He said the algae settles and grows on walleye eggs, clogging them. Some fry inside aren’t strong enough to break through the grime, and those fish die.
“They don’t stand a fighting chance,” Trossen said.
Trossen said the group hopes to bolster walleye numbers to support a sport fishery with a specific life cycle for the species: from hatchery to fisherman to the dinner table.
“We all want the same thing, here,” he said. “Lots of nice walleyes to catch and eat.”
Group members were ribbing Parmelee because his son Orson was just born Tuesday, and on Wednesday he was at the marina delivering fish babies.
“After the baby was born, I called out here right away to check on my other babies,” he said.
Parmelee, who is a science teacher at Traver School in Lake Geneva, was using a sponge paintbrush Wednesday to stir plastic bowls of eggs and fish sperm with a mix of water and clay designed to activate fertilization and keep the eggs from sticking together.
The mix looked like dirty cheese grits.
Parmelee is one of a few volunteers who staffs the group’s mobile hatchery trailer at the marina.
Inside, an aquaculture system incubates and cleans the fertilized eggs in canisters filled with a solution of water and hydrogen peroxide.
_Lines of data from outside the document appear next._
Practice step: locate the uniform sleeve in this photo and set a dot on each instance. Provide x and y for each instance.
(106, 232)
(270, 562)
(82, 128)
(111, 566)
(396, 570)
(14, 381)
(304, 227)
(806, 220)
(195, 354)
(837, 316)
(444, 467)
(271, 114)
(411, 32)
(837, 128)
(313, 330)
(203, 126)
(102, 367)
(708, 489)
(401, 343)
Later, when the fry hatch, they’ll be forced into a PVC chute and funneled into 300-gallon plastic tanks. From there, the group will mark and release the fish into the lake. Some fry could be hatching within the next week, Simon said.
The project required permits from the Wisconsin Department of Natural Resources, and the U.S. Department of Agriculture is monitoring the project.
The DNR plans to count the fish later this year. That’s when Walleyes For Tomorrow can get an early indicator of the fruits of its labor.
Zinnecker says the group hopes to stock walleyes in a different Walworth County lake every year.
As for Geneva Lake, the group estimates that in three to five years, male walleyes from this year’s hatchery project will be full grown and ready for the fishing line—or the deep fryer.

Apr 21, 2012 at 11:19 a.m.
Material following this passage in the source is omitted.